The last thirty-five minutes of the second day were lost to bad light, and New Zealand took five and a half hours to inch forward from their overnight 26 without loss to 237 for two. Turner and Congdon scored 114 for the second wicket; the policy clearly was to bat as long as possible as insurance against a turning pitch late in the match. Just after passing 50, Turner hit a fine lofted drive for 4 off Prasanna to become the first man to score 1,000 runs in a New Zealand season.
By the end of the day New Zealand were strongly placed, and Turner had reached his sixth Test century. In his previous two Tests on the Lancaster Park pitch he had scored two centuries against Australia and 98 against England.
The third day, a Saturday, was washed out and so, under the tour regulations, the rest day, Monday, became a playing day, but more time was lost on Sunday, the game not being resumed until 1.50 p.m. In four hours, only 124 runs were made for the loss of seven wickets.
The pitch had freshened and the ball deviated from it sharply. So for a change, the Indian medium-pacers were more important. Madan Lal and Mohinder Amarnath, very ordinary bowlers on firm true pitches, made the most of a very rare opportunity, and both gave admirable displays.
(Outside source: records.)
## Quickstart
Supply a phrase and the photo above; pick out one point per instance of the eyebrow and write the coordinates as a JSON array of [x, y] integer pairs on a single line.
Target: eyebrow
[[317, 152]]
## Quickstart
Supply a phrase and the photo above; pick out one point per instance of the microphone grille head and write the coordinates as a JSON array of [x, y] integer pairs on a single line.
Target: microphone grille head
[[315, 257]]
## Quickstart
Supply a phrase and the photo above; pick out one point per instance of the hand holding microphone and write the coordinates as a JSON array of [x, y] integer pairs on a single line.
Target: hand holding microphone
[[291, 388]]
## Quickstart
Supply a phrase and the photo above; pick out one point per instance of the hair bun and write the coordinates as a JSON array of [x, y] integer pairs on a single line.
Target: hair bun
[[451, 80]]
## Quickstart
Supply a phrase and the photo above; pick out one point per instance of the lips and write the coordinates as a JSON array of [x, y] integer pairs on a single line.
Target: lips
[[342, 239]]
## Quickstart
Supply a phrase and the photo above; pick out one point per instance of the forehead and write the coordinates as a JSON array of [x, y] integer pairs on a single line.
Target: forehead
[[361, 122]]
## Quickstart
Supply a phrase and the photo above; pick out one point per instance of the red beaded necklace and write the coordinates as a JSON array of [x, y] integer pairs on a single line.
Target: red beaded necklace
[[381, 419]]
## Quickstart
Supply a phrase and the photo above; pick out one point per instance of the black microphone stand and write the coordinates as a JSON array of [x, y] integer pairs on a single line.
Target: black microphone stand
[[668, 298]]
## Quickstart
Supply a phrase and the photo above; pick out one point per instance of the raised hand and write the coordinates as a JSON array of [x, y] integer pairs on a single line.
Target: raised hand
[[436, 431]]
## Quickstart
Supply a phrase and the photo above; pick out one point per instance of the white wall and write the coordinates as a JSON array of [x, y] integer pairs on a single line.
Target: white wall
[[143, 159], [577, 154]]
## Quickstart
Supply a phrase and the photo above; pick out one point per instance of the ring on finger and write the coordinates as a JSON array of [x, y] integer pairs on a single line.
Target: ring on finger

Madan Lal's stamina was remarkable.
On the fourth morning, Richard Hadlee and Howarth gave New Zealand a bonus of 41 runs for the last wicket. India, 133 ahead, had many uneasy moments before lunch, when several false strokes went unpunished, but in the afternoon, on a pitch now much slower and easier, the batsmen saw the crisis through. Gavaskar after a sketchy start batted soundly as did Viswanath.